How could i use let's encrypt behind a django application without stopping the server?

Question

I have a django application running on a server. I want to use let's encrypt to provide an encrypted connection. I could use the standalone option of their ACME client, but i don't want to stop my server, what i would have to do.

So there is the webroot option, that work with my allready running webserver (nginx). Django would process the request in this case. My question is, how should it look like on the django side to get this running (keeping automated renewal several months in mind)?

Answer 1

I don't know what setup others use, but I generally set up Django apps with Nginx serving static content and Gunicorn as the application server. It's widely accepted that Django apps usually use this kind of two web server setup. The standard instructions for setting up Let's Encrypt with Nginx worked fine for me.

Or Digital Ocean have an excellent guide too.

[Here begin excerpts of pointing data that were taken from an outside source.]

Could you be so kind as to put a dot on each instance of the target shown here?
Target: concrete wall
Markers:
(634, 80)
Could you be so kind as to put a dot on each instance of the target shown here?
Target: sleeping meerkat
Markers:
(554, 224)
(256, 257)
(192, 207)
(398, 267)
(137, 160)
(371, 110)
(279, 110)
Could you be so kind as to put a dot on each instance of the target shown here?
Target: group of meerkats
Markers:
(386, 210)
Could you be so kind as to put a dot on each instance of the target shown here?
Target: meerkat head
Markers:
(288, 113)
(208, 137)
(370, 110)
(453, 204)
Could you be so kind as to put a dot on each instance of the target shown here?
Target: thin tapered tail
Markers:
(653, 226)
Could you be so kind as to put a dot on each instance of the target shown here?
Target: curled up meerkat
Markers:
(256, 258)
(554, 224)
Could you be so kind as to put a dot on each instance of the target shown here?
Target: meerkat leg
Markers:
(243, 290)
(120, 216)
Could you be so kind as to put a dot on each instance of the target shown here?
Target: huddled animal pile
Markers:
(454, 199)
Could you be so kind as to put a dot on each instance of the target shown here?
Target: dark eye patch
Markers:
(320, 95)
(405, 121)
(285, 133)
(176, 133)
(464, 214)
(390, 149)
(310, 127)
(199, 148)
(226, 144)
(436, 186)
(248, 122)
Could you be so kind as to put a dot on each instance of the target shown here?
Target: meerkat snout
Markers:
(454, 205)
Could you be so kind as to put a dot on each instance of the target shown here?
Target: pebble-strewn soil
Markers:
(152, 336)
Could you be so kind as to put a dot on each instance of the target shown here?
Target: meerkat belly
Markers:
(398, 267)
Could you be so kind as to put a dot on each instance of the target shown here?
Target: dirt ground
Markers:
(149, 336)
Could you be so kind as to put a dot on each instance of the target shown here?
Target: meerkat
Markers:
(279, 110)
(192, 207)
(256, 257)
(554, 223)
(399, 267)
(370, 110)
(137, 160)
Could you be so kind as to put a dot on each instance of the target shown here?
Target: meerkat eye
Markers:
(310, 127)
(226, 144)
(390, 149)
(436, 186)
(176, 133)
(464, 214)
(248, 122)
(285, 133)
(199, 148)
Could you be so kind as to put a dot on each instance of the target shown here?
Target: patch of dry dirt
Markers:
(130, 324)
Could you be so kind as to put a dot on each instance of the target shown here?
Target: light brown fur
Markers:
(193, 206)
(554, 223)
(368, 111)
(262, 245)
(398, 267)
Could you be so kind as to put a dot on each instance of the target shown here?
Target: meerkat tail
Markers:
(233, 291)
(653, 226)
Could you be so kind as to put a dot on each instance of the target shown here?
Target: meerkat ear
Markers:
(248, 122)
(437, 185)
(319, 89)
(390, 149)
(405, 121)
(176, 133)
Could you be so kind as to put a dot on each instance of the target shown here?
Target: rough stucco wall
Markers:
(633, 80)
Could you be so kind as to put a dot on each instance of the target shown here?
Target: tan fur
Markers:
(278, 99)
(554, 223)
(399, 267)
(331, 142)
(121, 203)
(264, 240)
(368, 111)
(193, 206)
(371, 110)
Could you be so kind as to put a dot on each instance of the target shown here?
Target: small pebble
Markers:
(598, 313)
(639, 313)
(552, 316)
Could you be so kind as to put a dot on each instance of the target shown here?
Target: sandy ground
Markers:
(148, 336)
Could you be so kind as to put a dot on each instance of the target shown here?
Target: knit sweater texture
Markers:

EDIT: It looks like Nginx can do a "graceful" reload that just updates the config with no downtime. For Debian or Ubuntu pre Systemd this would be sudo service nginx reload, while for a distro with Systemd the command is sudo systemctl reload nginx.service.

Answer 2

In case other users come this way like I did from Google, here's how I improved this situation:

I was unsatisfied by my options when it came to creating ACME challenges for Let's Encrypt when running a Django application. So, I rolled my own solution and created a Django app! Basically, you can manage your ACME challenges as just another object, and the app will produce the proper end-point URL.

Yes you are installing an app which means a deploy / update to your app, but once you've done that managing your challenges is far easier in the long run.

Simply pip install django-letsencrypt and follow the README to be on your way.